Compensation evaluation is an important final step in your interview process. It is much more complicated than merely comparing paycheck income especially considering the increasing variation in cost of living, healthcare, and the implications associated with state income taxes.
Negotiating salary may feel uncomfortable for some people, but it can be appropriate to negotiate if you believe your skills are worth more than the salary and benefits being offered. Keep in mind that economic conditions can be a major factor in an employer’s ability or even willingness to negotiate, especially if they have a line of qualified candidates at their door. These negotiations require upfront planning, preparation, and goal-setting by the candidate.
I. What Does a Total Compensation Package Include?
A good salary package is more than just a paycheck. There are many benefits that a company will offer to expand the size of the total compensation package. Do your homework to determine what benefits and perks can be negotiated. Also, take some time to consider what is most important to you on the job.

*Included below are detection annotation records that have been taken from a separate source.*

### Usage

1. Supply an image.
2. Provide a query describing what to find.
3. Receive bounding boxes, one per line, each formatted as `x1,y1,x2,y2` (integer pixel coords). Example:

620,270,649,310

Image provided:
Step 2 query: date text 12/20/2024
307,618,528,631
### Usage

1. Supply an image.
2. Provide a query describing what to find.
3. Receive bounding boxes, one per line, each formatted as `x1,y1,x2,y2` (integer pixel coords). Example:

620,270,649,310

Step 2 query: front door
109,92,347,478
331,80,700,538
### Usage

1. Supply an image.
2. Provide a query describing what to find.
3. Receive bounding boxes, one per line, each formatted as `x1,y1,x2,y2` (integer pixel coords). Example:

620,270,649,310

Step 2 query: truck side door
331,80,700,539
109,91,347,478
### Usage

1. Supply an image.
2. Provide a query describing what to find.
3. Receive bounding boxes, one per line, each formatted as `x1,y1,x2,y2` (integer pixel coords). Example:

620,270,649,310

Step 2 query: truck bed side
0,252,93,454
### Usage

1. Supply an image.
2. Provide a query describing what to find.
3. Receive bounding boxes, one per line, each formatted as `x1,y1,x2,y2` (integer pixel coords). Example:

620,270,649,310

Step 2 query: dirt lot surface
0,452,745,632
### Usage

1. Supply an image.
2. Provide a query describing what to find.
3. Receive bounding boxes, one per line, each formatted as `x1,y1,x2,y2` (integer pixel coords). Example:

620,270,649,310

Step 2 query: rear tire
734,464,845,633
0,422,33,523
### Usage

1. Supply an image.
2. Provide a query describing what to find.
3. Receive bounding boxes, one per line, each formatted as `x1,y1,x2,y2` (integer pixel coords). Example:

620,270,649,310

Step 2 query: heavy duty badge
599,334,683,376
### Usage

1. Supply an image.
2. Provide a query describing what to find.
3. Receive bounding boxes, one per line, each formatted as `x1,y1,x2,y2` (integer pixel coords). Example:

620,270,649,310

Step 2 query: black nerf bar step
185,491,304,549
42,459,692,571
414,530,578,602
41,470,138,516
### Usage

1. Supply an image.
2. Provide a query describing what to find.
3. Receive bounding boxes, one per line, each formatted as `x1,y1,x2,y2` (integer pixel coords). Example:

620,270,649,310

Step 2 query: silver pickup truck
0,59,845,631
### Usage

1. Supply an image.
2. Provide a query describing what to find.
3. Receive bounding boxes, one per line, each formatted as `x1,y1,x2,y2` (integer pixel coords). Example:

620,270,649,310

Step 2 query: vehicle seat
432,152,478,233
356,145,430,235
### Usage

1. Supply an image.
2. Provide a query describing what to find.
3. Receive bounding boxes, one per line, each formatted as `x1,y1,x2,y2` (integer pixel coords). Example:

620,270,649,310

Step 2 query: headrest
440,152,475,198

There may be non-monetary benefits that you want to evaluate when making a decision. What type of rewards, besides salary, are you looking for in a job? For example, does the position provide long-term security? Does the work give you the creative outlet you need? Do you see yourself getting promoted within the company? All of these factors should play a role in your decision-making process.
Examples of benefits include:
- Sick leave or personal days
- Car allowance or automobile expenses
- Pension plans or 401K
- Relocation compensation
- Health clubs or wellness centers
- Expense accounts
- Profit sharing and Stock options
- Educational reimbursement
- Company-sponsored training
- Financial planning services
- Flextime or telecommuting
- Relaxed work environment
- Casual dress code
- Free parking
II. Salary Goals
Typically, the candidate and employer have opposite goals during the salary negotiation. Your goal should be to bring home the best salary you can for the work you’ll be doing. Your employer’s goal will be to offer you the most equitable offer he/she can while also saving money for the company. Keep in mind that your employer wants you to be happy and satisfied in your job. A salary that is lower than you deserve may ultimately cause you dissatisfaction and result in a desire to leave. This is where your goals and the employer’s goals meet in the middle. Although this may sound like an adversarial situation, both parties are working together to create a win-win situation.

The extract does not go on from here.